I recently received this article from a good friend outlining gift tax and estate planning from Charles Schawb. I found it to have good information that could also answer some questions when it comes to gifting down payments from relatives and what they and you need to know. As always its best to consult your personal CPA when making or receiving a gift for a down payment for your home. Feel free to call or message me below to discuss some down payment options for home loans.
Say your sister or one of your adult children needs money and you’d like to help out with a cash gift. Do you need to worry about the gift tax?
Most of the time, probably not. You can give away more than $5 million without racking up a penny in gift or estate tax. And if you’re married, the joint exclusion is upwards of $10 million. But you do need to understand the ins and outs of this levy and how it can affect your estate plan.
The most important thing to remember: Although the IRS doesn’t care when you make a major gift, the timing can make a big difference to your heirs. You get the same pool of tax-exempt money to play with whether you give now or through your will. Just make sure you understand all of the rules.
Gift and Estate Tax Limits and Exemptions
Giving large and reducing estate taxes
In 2014, the actual amount of your exclusion from federal gift or estate taxes is $5.34 million, a figure that will rise in future years to keep pace with inflation. You may use part or all of that during your lifetime to avoid gift taxes. Then, whatever’s left over can be applied against what you leave behind, to reduce or eliminate estate taxes your family might otherwise owe.
Every individual is entitled to these tax breaks, so if you give with your spouse, the exempt amount is doubled. What’s more, U.S. citizens get an unlimited tax exemption for the property they get from their spouses.
But there’s a further complication here—which can also be an advantage. Separate from the lifetime exclusion is an annual $14,000 tax break for gifts to individuals (this amount is also indexed to inflation). You and your spouse can give that much each year individually to as many people as you like without 1) using up any of your personal $5.34 million exclusion; 2) owing gift tax; or 3) even needing to file a gift tax return.
Although the IRS doesn’t care when you make a major gift, the timing can make a big difference to your heirs.
Let’s consider the following: Suppose you give two grandchildren $20,000 each in 2014 and give a family friend $10,000. You can forget about that last gift, because it’s less than the $14,000 annual exclusion. But the others? Portions of those gifts are potentially taxable, as they exceed the exempt amount by $6,000 apiece.
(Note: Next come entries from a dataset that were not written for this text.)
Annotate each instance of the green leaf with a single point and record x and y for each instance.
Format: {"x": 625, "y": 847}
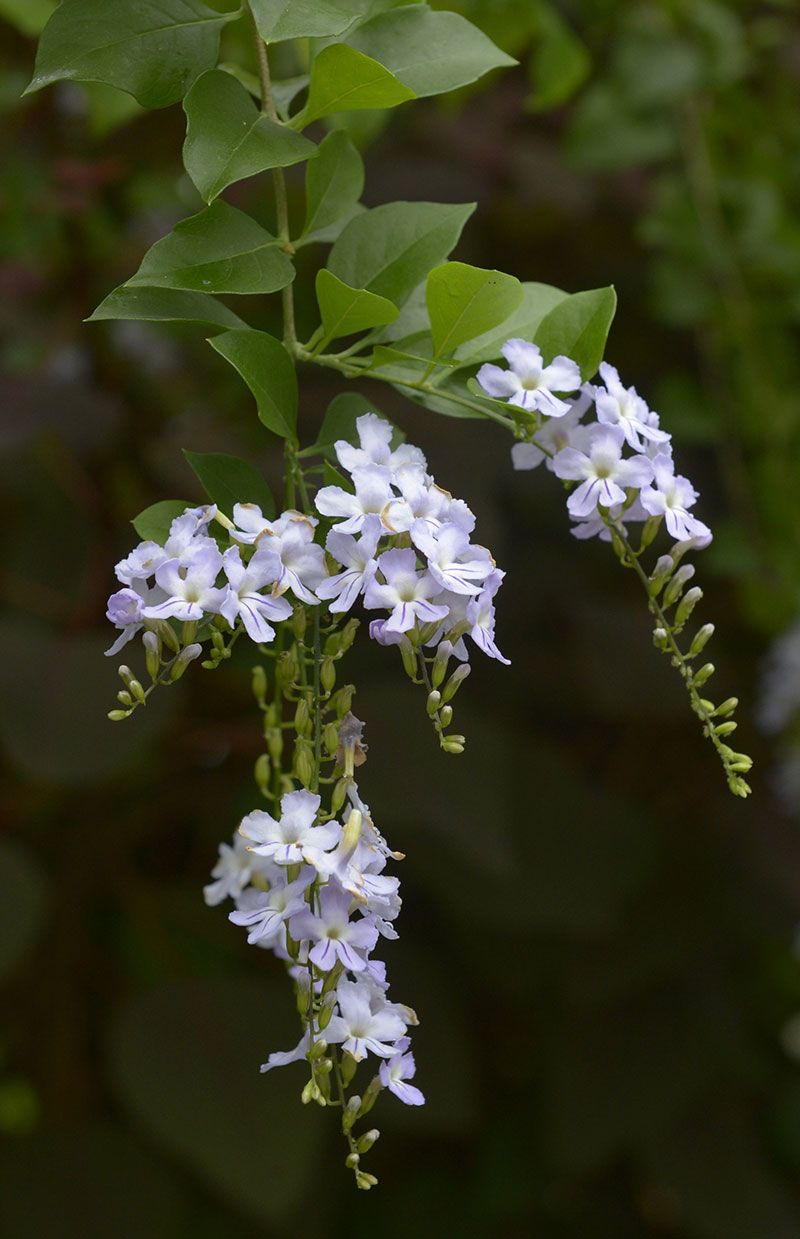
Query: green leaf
{"x": 390, "y": 249}
{"x": 228, "y": 480}
{"x": 29, "y": 16}
{"x": 560, "y": 63}
{"x": 279, "y": 20}
{"x": 154, "y": 523}
{"x": 538, "y": 300}
{"x": 334, "y": 182}
{"x": 430, "y": 52}
{"x": 466, "y": 301}
{"x": 346, "y": 310}
{"x": 24, "y": 903}
{"x": 268, "y": 369}
{"x": 218, "y": 250}
{"x": 577, "y": 327}
{"x": 164, "y": 305}
{"x": 152, "y": 48}
{"x": 228, "y": 139}
{"x": 343, "y": 79}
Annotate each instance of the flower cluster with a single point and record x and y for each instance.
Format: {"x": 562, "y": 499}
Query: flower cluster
{"x": 313, "y": 891}
{"x": 432, "y": 582}
{"x": 621, "y": 462}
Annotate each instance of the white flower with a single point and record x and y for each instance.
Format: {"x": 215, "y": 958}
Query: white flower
{"x": 295, "y": 838}
{"x": 671, "y": 497}
{"x": 529, "y": 383}
{"x": 601, "y": 470}
{"x": 623, "y": 407}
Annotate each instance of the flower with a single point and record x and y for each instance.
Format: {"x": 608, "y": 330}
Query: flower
{"x": 670, "y": 497}
{"x": 359, "y": 1028}
{"x": 243, "y": 600}
{"x": 446, "y": 550}
{"x": 374, "y": 436}
{"x": 405, "y": 592}
{"x": 396, "y": 1071}
{"x": 266, "y": 911}
{"x": 190, "y": 590}
{"x": 529, "y": 383}
{"x": 623, "y": 407}
{"x": 373, "y": 492}
{"x": 357, "y": 558}
{"x": 295, "y": 838}
{"x": 598, "y": 465}
{"x": 336, "y": 936}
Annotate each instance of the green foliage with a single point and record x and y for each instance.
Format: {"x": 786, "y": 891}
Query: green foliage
{"x": 467, "y": 301}
{"x": 228, "y": 480}
{"x": 268, "y": 369}
{"x": 164, "y": 305}
{"x": 346, "y": 310}
{"x": 228, "y": 139}
{"x": 390, "y": 249}
{"x": 577, "y": 327}
{"x": 154, "y": 523}
{"x": 154, "y": 48}
{"x": 334, "y": 182}
{"x": 217, "y": 250}
{"x": 343, "y": 79}
{"x": 431, "y": 52}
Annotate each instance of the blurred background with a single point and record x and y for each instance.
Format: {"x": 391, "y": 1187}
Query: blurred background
{"x": 597, "y": 937}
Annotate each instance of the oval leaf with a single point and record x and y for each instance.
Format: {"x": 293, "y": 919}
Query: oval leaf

Still, unless you have already used up all of your $5.34 million lifetime exclusion, you won’t owe anything to the IRS. You’ll just be $12,000 closer to the point at which your gifts would be taxed. You’ll also have to file a gift tax return—IRS Form 709—to let the government know you’ve spent some of your lifetime exemption. That will also help you keep a record of your giving.
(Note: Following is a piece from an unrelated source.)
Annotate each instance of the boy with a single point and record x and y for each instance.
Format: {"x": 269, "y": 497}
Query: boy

If you’re married, you and your spouse may give up to $28,000 to as many individuals as you like each year. For example, a married couple could give $28,000 to an adult child and $28,000 to each of their three grandchildren, for a total of $112,000. Although you’re combining the $14,000 exclusions you’re each entitled to, this is called gift-splitting. Splitting gifts may require you to file a gift tax return.
And if you do someday exhaust your lifetime allowance for tax-free giving? Then you or your estate would owe up to 40% in gift or estate taxes on the excess amount.
Special rules for gift tax exemptions
Want to make a gift without touching either the lifetime or annual exemptions? The IRS also gives you a free pass if you pay for someone’s medical or tuition expenses, just as long as the money goes directly to the institutions rather than to the patient or student you’re helping. As far as taxes go, it’s as if those weren’t gifts at all.
Then, in yet one more quirk of the tax laws, although contributing to a 529 college savings plan for a child or grandchild does count as a gift, you’re allowed to bundle five years’ worth of $14,000 gift tax exemptions into an initial $70,000 contribution.
But bear in mind that any additional gifts to that student during the next five years will put you over the annual giving limit and tap your lifetime exclusion. And if your lifetime should end before the five years are up? A prorated amount will get tossed back into your estate, but only for tax purposes. The money you gave stays in the 529.
In a final twist, if you give money to a charity now or in your will, the contribution is exempt from federal gift or estate tax and will probably earn you an income tax deduction as well.
Your giving plan, going forward
The bottom line is that giving sooner might make more sense rather than waiting to bequeath your assets after you die.
The first step is to decide (and also discuss with your spouse and attorney) how you want your estate to be divided. That can help you calculate which road—giving now or giving later—you should take in terms of your loved ones’ needs and your overall tax picture.
As you can see, there are a few ways to give to people that skirt both gift and estate tax issues. But even if you gave enough to incur the gift tax, remember that the recipient(s) would get your largesse tax-free—whereas if you waited until after you died, the gift would pass through the hands of the IRS first and your heirs would get what was left.